Th’ Gaelic gales o’ Britain’s blashie northern land dinnae just carry Celtic tunes o’er th’ highland anymair. Noo, they’re reducin’ the need fur fossil ‘n’ nuke power as weel, thanks tae win’ turbines a’ ower Scootlund producin’ loads o’ lecky.

In case you didn’t catch that, ThinkProgress published an article yesterday whose title sums up the story: “Scotland Produced Enough Wind Energy To Power Every Home In October.”

This news is super noteworthy and good, especially because Scotland’s flurry of wind helps keep watts flowing while four big U.K. nuclear power plants are offline, preventing a huge ramp up of coal and gas burning to replace the nuke power.

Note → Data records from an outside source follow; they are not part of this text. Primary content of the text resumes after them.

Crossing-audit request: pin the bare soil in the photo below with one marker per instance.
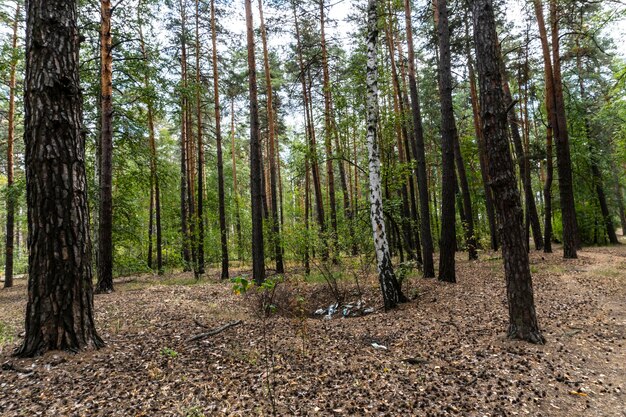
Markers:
(446, 350)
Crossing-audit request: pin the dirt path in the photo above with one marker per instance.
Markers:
(446, 351)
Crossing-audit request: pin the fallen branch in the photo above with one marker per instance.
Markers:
(215, 331)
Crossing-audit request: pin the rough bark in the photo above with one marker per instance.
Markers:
(482, 154)
(235, 185)
(155, 189)
(59, 312)
(310, 129)
(220, 156)
(522, 159)
(200, 146)
(388, 282)
(105, 225)
(559, 129)
(419, 154)
(328, 127)
(547, 194)
(184, 158)
(447, 242)
(11, 197)
(522, 318)
(278, 249)
(593, 155)
(256, 191)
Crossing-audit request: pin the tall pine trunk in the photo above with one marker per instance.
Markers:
(155, 189)
(220, 157)
(447, 244)
(200, 145)
(59, 312)
(278, 249)
(388, 282)
(256, 186)
(419, 154)
(522, 318)
(11, 197)
(105, 225)
(328, 132)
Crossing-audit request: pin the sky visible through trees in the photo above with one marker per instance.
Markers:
(264, 145)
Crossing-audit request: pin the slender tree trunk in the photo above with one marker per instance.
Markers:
(522, 159)
(155, 190)
(278, 250)
(220, 157)
(59, 312)
(407, 212)
(310, 128)
(200, 212)
(482, 153)
(307, 205)
(388, 283)
(448, 133)
(522, 318)
(328, 128)
(547, 193)
(419, 154)
(620, 205)
(235, 185)
(405, 126)
(105, 227)
(468, 221)
(150, 222)
(554, 91)
(11, 197)
(258, 254)
(184, 151)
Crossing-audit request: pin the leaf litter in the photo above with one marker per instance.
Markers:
(443, 354)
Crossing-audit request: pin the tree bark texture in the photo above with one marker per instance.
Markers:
(388, 282)
(419, 154)
(328, 128)
(256, 186)
(59, 312)
(522, 318)
(220, 156)
(447, 244)
(200, 140)
(105, 225)
(278, 249)
(11, 197)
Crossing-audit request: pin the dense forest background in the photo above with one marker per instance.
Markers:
(162, 93)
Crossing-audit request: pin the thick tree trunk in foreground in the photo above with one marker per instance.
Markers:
(200, 145)
(105, 225)
(278, 248)
(388, 282)
(155, 189)
(256, 186)
(328, 127)
(419, 154)
(547, 194)
(310, 130)
(482, 153)
(447, 244)
(522, 318)
(522, 159)
(220, 157)
(11, 197)
(59, 313)
(184, 132)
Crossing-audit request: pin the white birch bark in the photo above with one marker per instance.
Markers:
(388, 282)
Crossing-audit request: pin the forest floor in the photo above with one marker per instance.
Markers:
(446, 351)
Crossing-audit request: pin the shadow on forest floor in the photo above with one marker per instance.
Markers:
(446, 351)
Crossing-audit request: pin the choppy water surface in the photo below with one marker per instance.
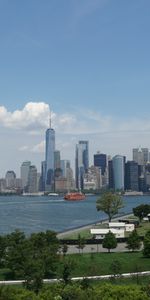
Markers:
(34, 214)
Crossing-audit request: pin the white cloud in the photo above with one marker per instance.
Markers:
(33, 116)
(105, 133)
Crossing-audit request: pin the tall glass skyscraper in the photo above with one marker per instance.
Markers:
(81, 162)
(49, 159)
(118, 171)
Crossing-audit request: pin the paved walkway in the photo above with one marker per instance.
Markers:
(97, 248)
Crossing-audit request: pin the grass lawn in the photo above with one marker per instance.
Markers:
(142, 229)
(99, 263)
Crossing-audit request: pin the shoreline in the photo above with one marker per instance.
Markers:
(89, 226)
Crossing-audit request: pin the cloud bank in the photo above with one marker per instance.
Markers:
(23, 133)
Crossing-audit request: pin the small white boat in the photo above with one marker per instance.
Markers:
(53, 194)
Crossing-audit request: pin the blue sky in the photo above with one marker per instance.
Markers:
(89, 61)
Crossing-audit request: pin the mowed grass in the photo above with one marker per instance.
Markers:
(143, 228)
(85, 233)
(100, 263)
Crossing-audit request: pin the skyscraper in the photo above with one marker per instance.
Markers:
(100, 160)
(49, 158)
(131, 176)
(141, 155)
(24, 170)
(118, 171)
(81, 162)
(32, 180)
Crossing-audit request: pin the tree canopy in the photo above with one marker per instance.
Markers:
(109, 241)
(133, 241)
(141, 211)
(109, 203)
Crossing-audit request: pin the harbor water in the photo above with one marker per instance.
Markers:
(34, 214)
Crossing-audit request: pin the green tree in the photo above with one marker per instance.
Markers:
(109, 242)
(141, 211)
(146, 243)
(109, 203)
(133, 241)
(64, 249)
(81, 242)
(115, 267)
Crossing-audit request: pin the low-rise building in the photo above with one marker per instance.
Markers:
(99, 233)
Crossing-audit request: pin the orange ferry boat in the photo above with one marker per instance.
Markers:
(74, 196)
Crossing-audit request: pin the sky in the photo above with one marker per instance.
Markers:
(88, 61)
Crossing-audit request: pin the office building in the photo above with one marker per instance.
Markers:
(141, 155)
(49, 159)
(32, 180)
(64, 165)
(81, 162)
(110, 174)
(56, 159)
(24, 173)
(131, 176)
(100, 160)
(118, 171)
(10, 179)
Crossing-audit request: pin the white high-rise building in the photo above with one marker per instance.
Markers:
(32, 180)
(81, 162)
(24, 173)
(141, 156)
(118, 171)
(10, 179)
(49, 158)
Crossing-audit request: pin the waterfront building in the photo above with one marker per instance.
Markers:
(2, 184)
(32, 179)
(110, 174)
(141, 155)
(64, 165)
(81, 162)
(131, 176)
(56, 159)
(24, 173)
(49, 159)
(118, 171)
(93, 178)
(43, 176)
(10, 179)
(61, 185)
(100, 160)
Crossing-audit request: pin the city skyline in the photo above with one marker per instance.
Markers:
(86, 60)
(36, 152)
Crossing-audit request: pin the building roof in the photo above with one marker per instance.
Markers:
(116, 224)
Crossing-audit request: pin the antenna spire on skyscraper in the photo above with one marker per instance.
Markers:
(50, 120)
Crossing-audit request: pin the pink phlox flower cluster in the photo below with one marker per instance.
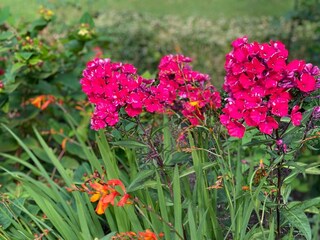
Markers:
(183, 89)
(111, 86)
(260, 84)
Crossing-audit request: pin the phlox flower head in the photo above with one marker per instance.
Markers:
(262, 86)
(111, 86)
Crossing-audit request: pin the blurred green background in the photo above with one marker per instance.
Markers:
(211, 9)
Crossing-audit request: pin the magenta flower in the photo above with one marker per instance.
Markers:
(261, 86)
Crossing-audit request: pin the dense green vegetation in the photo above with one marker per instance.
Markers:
(170, 178)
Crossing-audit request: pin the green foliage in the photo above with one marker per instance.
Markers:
(207, 186)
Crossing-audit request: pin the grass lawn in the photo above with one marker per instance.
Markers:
(211, 9)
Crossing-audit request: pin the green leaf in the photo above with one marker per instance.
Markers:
(140, 180)
(70, 163)
(7, 35)
(129, 144)
(21, 56)
(5, 216)
(4, 14)
(298, 219)
(86, 18)
(16, 67)
(35, 61)
(177, 202)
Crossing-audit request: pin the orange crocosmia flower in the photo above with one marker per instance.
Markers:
(116, 182)
(42, 101)
(124, 200)
(102, 193)
(147, 235)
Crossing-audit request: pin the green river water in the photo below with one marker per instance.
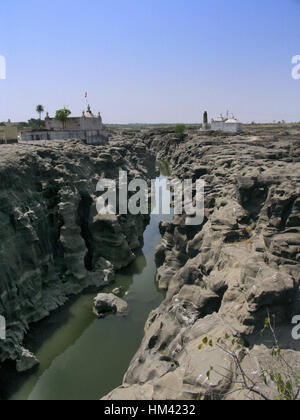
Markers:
(84, 358)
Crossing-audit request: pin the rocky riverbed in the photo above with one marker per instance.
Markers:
(226, 276)
(53, 242)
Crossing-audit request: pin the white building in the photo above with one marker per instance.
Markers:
(231, 125)
(88, 128)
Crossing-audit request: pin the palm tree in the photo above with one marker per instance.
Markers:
(40, 109)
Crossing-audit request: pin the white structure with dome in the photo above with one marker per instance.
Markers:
(229, 125)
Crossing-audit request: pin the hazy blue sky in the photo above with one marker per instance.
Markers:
(151, 60)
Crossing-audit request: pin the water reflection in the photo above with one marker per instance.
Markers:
(83, 358)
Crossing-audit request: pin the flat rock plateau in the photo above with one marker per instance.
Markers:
(223, 277)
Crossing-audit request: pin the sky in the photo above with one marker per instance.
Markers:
(151, 61)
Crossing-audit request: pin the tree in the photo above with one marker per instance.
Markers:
(62, 115)
(40, 109)
(282, 380)
(180, 131)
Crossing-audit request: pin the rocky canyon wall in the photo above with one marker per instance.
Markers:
(53, 242)
(227, 275)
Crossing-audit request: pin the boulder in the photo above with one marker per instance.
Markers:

But it also brings up one thing that often gets glossed: “Powered homes” can be a confusing unit. What does that mean in terms of factories, shops, streetlights, and server farms using electricity? What if 200 homes equals half a factory? That unit also ignores big differences in how homes use energy, rendering efficiency and conservation irrelevant. This is all just to say “all the homes in Scotland” is not “all of Scotland” (even though it sounds like it).

No question, putting energy and emissions in relatable terms without being misleading is difficult. But I’ll give it a shot: Here are a few other things we could do with the 982,842 megawatt-hours of electricity generated by Scottish wind turbines during October:

  • Drive a Tesla Model S about 3.4 billion miles, or 135,000 times around the earth at the equator. (According to Tesla’s assumptions.)
  • Charge an iPhone 6 battery from 0 percent to full 58 billion times. (According to OPower’s research.)
  • Boil enough water for 44 billion cups of tea. (According to physics, and assuming a perfectly efficient electric tea kettle — meaning not a single joule of heat is lost in bringing that magical kettle to boil.)

Clearer? If not, head over to ThinkProgress to get more facts and figures that illustrate Scotland’s impressive headway in the shift to climate-friendlier energy.

Noo, if ainlie Scootlund cuid pat tae uise a’ they bagpipes’ haun tae win’ power. That’d be stoatin.